– Осенние цветы, – отозвался Александр. – Здесь все времена года перепутаны. Выпей шампанского. Тебе все равно придется привыкать к вину. Что бы там вам ни говорили в церкви, вино пили даже Иисус Христос и его женщины.
Простое золотое колечко жгло Элизабет палец, но не так, как второе, на том же самом пальце, с бриллиантом размером с фартинг. За обедом в день венчания, когда Александр преподнес ей это кольцо, Элизабет не знала, куда деваться от стыда; меньше всего ей хотелось смотреть на коробочку в руках Александра.

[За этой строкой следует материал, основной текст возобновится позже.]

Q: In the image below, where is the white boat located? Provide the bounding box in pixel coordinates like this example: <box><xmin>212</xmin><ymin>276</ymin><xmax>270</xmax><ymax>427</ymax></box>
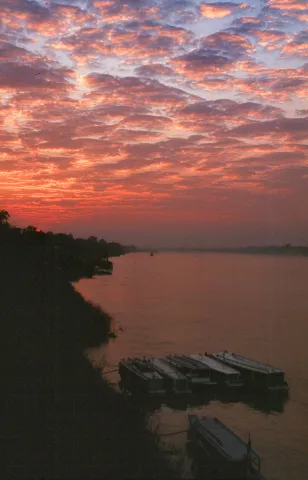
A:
<box><xmin>146</xmin><ymin>357</ymin><xmax>191</xmax><ymax>393</ymax></box>
<box><xmin>188</xmin><ymin>415</ymin><xmax>264</xmax><ymax>480</ymax></box>
<box><xmin>165</xmin><ymin>355</ymin><xmax>217</xmax><ymax>387</ymax></box>
<box><xmin>119</xmin><ymin>358</ymin><xmax>165</xmax><ymax>395</ymax></box>
<box><xmin>213</xmin><ymin>351</ymin><xmax>289</xmax><ymax>393</ymax></box>
<box><xmin>188</xmin><ymin>354</ymin><xmax>244</xmax><ymax>388</ymax></box>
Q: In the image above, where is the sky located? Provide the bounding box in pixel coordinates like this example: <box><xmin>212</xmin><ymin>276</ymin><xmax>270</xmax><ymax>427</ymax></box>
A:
<box><xmin>0</xmin><ymin>0</ymin><xmax>308</xmax><ymax>247</ymax></box>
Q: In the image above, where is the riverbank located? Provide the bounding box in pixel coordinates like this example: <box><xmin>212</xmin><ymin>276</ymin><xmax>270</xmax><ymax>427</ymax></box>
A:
<box><xmin>0</xmin><ymin>249</ymin><xmax>179</xmax><ymax>480</ymax></box>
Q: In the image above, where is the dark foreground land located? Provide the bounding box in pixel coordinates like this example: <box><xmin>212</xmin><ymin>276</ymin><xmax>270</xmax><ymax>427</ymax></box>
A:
<box><xmin>0</xmin><ymin>248</ymin><xmax>179</xmax><ymax>480</ymax></box>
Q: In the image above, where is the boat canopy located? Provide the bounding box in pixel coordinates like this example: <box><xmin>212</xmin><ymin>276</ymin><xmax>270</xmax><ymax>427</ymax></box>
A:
<box><xmin>189</xmin><ymin>355</ymin><xmax>240</xmax><ymax>375</ymax></box>
<box><xmin>166</xmin><ymin>355</ymin><xmax>210</xmax><ymax>371</ymax></box>
<box><xmin>213</xmin><ymin>352</ymin><xmax>284</xmax><ymax>375</ymax></box>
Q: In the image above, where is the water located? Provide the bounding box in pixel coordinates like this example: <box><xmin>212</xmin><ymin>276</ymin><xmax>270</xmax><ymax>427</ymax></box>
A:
<box><xmin>76</xmin><ymin>253</ymin><xmax>308</xmax><ymax>480</ymax></box>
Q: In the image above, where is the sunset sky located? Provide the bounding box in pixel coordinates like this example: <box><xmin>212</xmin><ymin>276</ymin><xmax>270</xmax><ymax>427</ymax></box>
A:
<box><xmin>0</xmin><ymin>0</ymin><xmax>308</xmax><ymax>247</ymax></box>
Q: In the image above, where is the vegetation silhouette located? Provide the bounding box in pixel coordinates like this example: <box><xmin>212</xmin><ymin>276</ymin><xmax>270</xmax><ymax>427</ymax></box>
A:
<box><xmin>0</xmin><ymin>211</ymin><xmax>179</xmax><ymax>480</ymax></box>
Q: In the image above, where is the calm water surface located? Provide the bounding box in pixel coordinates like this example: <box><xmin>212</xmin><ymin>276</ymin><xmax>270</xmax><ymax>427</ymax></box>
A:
<box><xmin>75</xmin><ymin>253</ymin><xmax>308</xmax><ymax>480</ymax></box>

– Ты не любишь бриллианты? – спросил он.
– Люблю, люблю! – вспыхнув, поспешила заверить она. – Но разве прилично носить такие украшения? Оно же… слишком заметное.
Он нахмурился.
– Дарить бриллианты – это традиция, а бриллианты моей жены должны соответствовать ее положению в обществе, – заявил он, протянул руку над столом и сам надел кольцо Элизабет на средний палец. – Понимаю, сейчас тебе не по себе, но моя жена должна одеваться наряднее всех и иметь все самое лучшее. Всегда. Вижу, дядя Джеймс отнял у тебя почти все деньги, что я прислал, – ничего другого я и не ожидал. – Он криво усмехнулся. – У него снега зимой не выпросишь, у нашего дяди Джеймса. Но ты о нем можешь забыть раз и навсегда, – продолжал он, сжимая руку Элизабет в ладонях. – Отныне ты – миссис Кинросс.
Вероятно, выражение ее лица заставило его умолкнуть. С неожиданной неловкостью Александр вдруг вскочил.

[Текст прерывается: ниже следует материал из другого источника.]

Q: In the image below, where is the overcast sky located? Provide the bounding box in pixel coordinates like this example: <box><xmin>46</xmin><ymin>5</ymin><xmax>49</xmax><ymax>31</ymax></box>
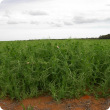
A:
<box><xmin>0</xmin><ymin>0</ymin><xmax>110</xmax><ymax>41</ymax></box>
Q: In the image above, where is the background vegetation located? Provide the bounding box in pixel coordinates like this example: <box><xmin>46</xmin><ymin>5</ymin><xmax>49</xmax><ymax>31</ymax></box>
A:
<box><xmin>0</xmin><ymin>39</ymin><xmax>110</xmax><ymax>100</ymax></box>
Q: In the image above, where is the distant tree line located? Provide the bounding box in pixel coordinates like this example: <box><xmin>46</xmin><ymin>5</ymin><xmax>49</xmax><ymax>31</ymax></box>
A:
<box><xmin>99</xmin><ymin>34</ymin><xmax>110</xmax><ymax>39</ymax></box>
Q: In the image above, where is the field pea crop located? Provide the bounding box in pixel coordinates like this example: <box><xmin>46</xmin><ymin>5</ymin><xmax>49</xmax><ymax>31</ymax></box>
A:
<box><xmin>0</xmin><ymin>39</ymin><xmax>110</xmax><ymax>100</ymax></box>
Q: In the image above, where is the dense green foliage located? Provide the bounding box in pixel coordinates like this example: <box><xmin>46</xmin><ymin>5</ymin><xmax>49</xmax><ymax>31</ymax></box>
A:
<box><xmin>99</xmin><ymin>34</ymin><xmax>110</xmax><ymax>39</ymax></box>
<box><xmin>0</xmin><ymin>39</ymin><xmax>110</xmax><ymax>100</ymax></box>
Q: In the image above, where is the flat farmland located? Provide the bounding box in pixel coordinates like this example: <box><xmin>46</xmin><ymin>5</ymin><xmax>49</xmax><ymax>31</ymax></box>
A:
<box><xmin>0</xmin><ymin>39</ymin><xmax>110</xmax><ymax>101</ymax></box>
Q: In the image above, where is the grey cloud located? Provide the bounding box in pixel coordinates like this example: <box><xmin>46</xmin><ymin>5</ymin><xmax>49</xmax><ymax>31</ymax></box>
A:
<box><xmin>19</xmin><ymin>21</ymin><xmax>27</xmax><ymax>24</ymax></box>
<box><xmin>0</xmin><ymin>0</ymin><xmax>44</xmax><ymax>3</ymax></box>
<box><xmin>31</xmin><ymin>21</ymin><xmax>39</xmax><ymax>24</ymax></box>
<box><xmin>106</xmin><ymin>4</ymin><xmax>110</xmax><ymax>6</ymax></box>
<box><xmin>3</xmin><ymin>11</ymin><xmax>11</xmax><ymax>18</ymax></box>
<box><xmin>103</xmin><ymin>18</ymin><xmax>110</xmax><ymax>22</ymax></box>
<box><xmin>7</xmin><ymin>21</ymin><xmax>18</xmax><ymax>24</ymax></box>
<box><xmin>47</xmin><ymin>22</ymin><xmax>62</xmax><ymax>27</ymax></box>
<box><xmin>55</xmin><ymin>24</ymin><xmax>62</xmax><ymax>27</ymax></box>
<box><xmin>64</xmin><ymin>22</ymin><xmax>73</xmax><ymax>25</ymax></box>
<box><xmin>28</xmin><ymin>11</ymin><xmax>48</xmax><ymax>16</ymax></box>
<box><xmin>7</xmin><ymin>21</ymin><xmax>27</xmax><ymax>25</ymax></box>
<box><xmin>74</xmin><ymin>16</ymin><xmax>100</xmax><ymax>24</ymax></box>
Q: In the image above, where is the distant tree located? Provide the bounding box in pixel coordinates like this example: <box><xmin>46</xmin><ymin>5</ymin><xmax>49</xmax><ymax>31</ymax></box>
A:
<box><xmin>99</xmin><ymin>34</ymin><xmax>110</xmax><ymax>39</ymax></box>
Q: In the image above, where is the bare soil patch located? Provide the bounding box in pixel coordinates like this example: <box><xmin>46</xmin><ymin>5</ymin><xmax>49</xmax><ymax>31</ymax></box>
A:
<box><xmin>0</xmin><ymin>95</ymin><xmax>110</xmax><ymax>110</ymax></box>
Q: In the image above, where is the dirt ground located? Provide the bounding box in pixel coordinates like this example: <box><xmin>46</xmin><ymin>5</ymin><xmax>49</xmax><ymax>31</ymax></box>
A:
<box><xmin>0</xmin><ymin>95</ymin><xmax>110</xmax><ymax>110</ymax></box>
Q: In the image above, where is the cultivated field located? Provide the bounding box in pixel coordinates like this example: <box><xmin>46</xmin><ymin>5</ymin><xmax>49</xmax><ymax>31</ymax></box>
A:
<box><xmin>0</xmin><ymin>39</ymin><xmax>110</xmax><ymax>100</ymax></box>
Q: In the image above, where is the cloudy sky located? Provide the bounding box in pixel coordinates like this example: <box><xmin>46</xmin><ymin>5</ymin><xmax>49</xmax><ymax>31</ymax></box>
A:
<box><xmin>0</xmin><ymin>0</ymin><xmax>110</xmax><ymax>41</ymax></box>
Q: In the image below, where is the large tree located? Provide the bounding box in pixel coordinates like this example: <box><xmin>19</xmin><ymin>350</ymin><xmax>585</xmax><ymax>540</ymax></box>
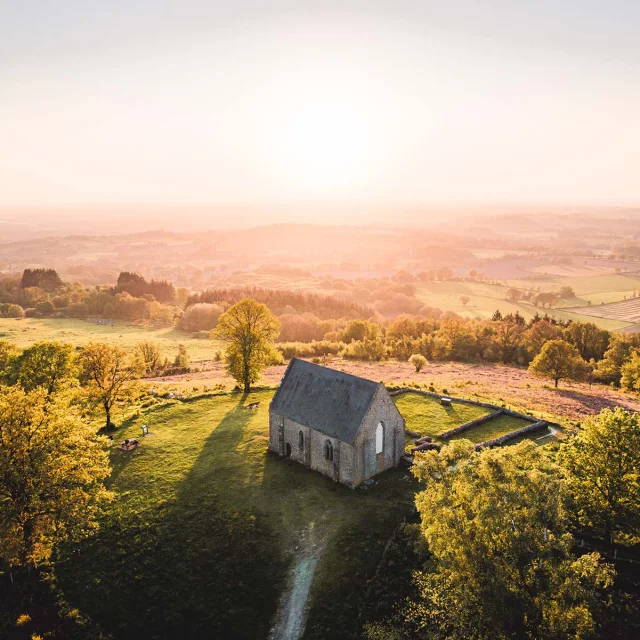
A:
<box><xmin>214</xmin><ymin>298</ymin><xmax>280</xmax><ymax>393</ymax></box>
<box><xmin>560</xmin><ymin>407</ymin><xmax>640</xmax><ymax>536</ymax></box>
<box><xmin>15</xmin><ymin>341</ymin><xmax>79</xmax><ymax>395</ymax></box>
<box><xmin>0</xmin><ymin>340</ymin><xmax>20</xmax><ymax>384</ymax></box>
<box><xmin>529</xmin><ymin>339</ymin><xmax>589</xmax><ymax>389</ymax></box>
<box><xmin>80</xmin><ymin>343</ymin><xmax>144</xmax><ymax>429</ymax></box>
<box><xmin>408</xmin><ymin>440</ymin><xmax>613</xmax><ymax>640</ymax></box>
<box><xmin>0</xmin><ymin>386</ymin><xmax>110</xmax><ymax>566</ymax></box>
<box><xmin>135</xmin><ymin>340</ymin><xmax>162</xmax><ymax>373</ymax></box>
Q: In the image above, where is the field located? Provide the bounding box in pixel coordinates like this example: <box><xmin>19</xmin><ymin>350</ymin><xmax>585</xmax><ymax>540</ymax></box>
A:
<box><xmin>394</xmin><ymin>393</ymin><xmax>491</xmax><ymax>438</ymax></box>
<box><xmin>571</xmin><ymin>298</ymin><xmax>640</xmax><ymax>324</ymax></box>
<box><xmin>417</xmin><ymin>274</ymin><xmax>640</xmax><ymax>331</ymax></box>
<box><xmin>394</xmin><ymin>393</ymin><xmax>530</xmax><ymax>443</ymax></box>
<box><xmin>57</xmin><ymin>391</ymin><xmax>415</xmax><ymax>640</ymax></box>
<box><xmin>0</xmin><ymin>318</ymin><xmax>222</xmax><ymax>364</ymax></box>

– Сигара, – пробормотал он, направляясь к балкону. – Выкурю, пожалуй, сигару после еды.
На этом разговор и закончился; в следующий раз Элизабет увидела Александра уже в церкви.

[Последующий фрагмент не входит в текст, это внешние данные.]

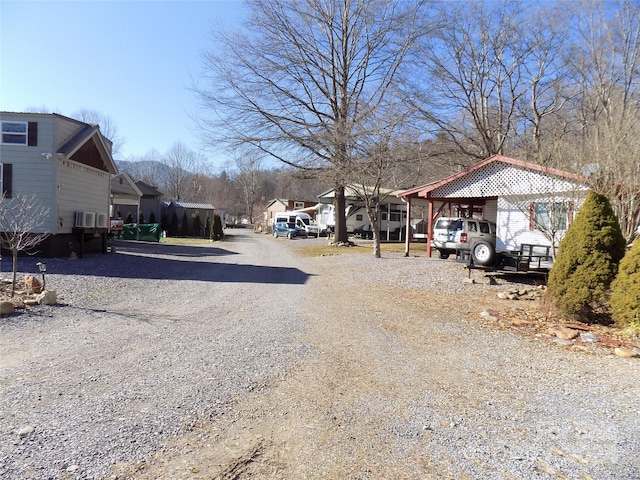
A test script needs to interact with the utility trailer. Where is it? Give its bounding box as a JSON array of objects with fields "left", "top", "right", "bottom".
[{"left": 456, "top": 244, "right": 553, "bottom": 276}]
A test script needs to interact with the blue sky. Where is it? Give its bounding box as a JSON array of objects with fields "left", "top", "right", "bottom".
[{"left": 0, "top": 0, "right": 248, "bottom": 164}]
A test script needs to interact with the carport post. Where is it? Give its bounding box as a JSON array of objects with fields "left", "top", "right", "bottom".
[
  {"left": 427, "top": 199, "right": 433, "bottom": 258},
  {"left": 400, "top": 196, "right": 411, "bottom": 257}
]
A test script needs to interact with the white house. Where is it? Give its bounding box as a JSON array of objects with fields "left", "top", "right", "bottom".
[
  {"left": 399, "top": 155, "right": 589, "bottom": 256},
  {"left": 0, "top": 112, "right": 117, "bottom": 256}
]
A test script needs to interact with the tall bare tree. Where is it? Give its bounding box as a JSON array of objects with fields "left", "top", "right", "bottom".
[
  {"left": 0, "top": 195, "right": 49, "bottom": 295},
  {"left": 417, "top": 0, "right": 531, "bottom": 159},
  {"left": 565, "top": 0, "right": 640, "bottom": 242},
  {"left": 195, "top": 0, "right": 425, "bottom": 241}
]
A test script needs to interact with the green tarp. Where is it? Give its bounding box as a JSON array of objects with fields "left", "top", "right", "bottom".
[{"left": 121, "top": 223, "right": 162, "bottom": 242}]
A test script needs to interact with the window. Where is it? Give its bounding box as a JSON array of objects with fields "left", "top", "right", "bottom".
[
  {"left": 1, "top": 122, "right": 38, "bottom": 147},
  {"left": 531, "top": 202, "right": 569, "bottom": 231}
]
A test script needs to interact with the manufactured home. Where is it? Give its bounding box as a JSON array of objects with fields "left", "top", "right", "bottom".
[
  {"left": 399, "top": 155, "right": 589, "bottom": 264},
  {"left": 0, "top": 112, "right": 117, "bottom": 256},
  {"left": 316, "top": 187, "right": 407, "bottom": 241}
]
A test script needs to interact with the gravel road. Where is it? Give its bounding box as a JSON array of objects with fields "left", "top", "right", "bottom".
[{"left": 0, "top": 230, "right": 640, "bottom": 479}]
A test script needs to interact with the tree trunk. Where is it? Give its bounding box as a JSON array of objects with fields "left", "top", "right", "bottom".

И вот теперь она была его женой и ей предстоял ужин.
– Я не голодна, – прошептала она.
– Так я и думал. Хокинс, принесите миссис Кинросс бульону и суфле.
Остальные воспоминания об этом ужине Элизабет задвинула в самый дальний ящик памяти, чтобы больше никогда в него не заглядывать. Позднее она поняла, что растерялась, переволновалась и встревожилась только потому, что все случилось слишком быстро, под натиском чуждых ей эмоций. О приближающейся первой брачной ночи она и не думала: ее пугала перспектива вечного изгнания с нелюбимым мужем.
Событие, которое Мэри многозначительно именовала «это», или «акт», произошло в кровати Элизабет: едва она переоделась в ночную рубашку, а горничная удалилась, дверь в глубине комнаты отворилась, и в спальню вошел Александр в вышитом шелковом халате.
– А я к тебе, – с улыбкой объявил он, задувая пламя в газовых рожках.
Вот так-то лучше, гораздо лучше! Элизабет просто не могла сейчас его видеть, а в темноте надеялась мужественно пережить «это» и не опозориться.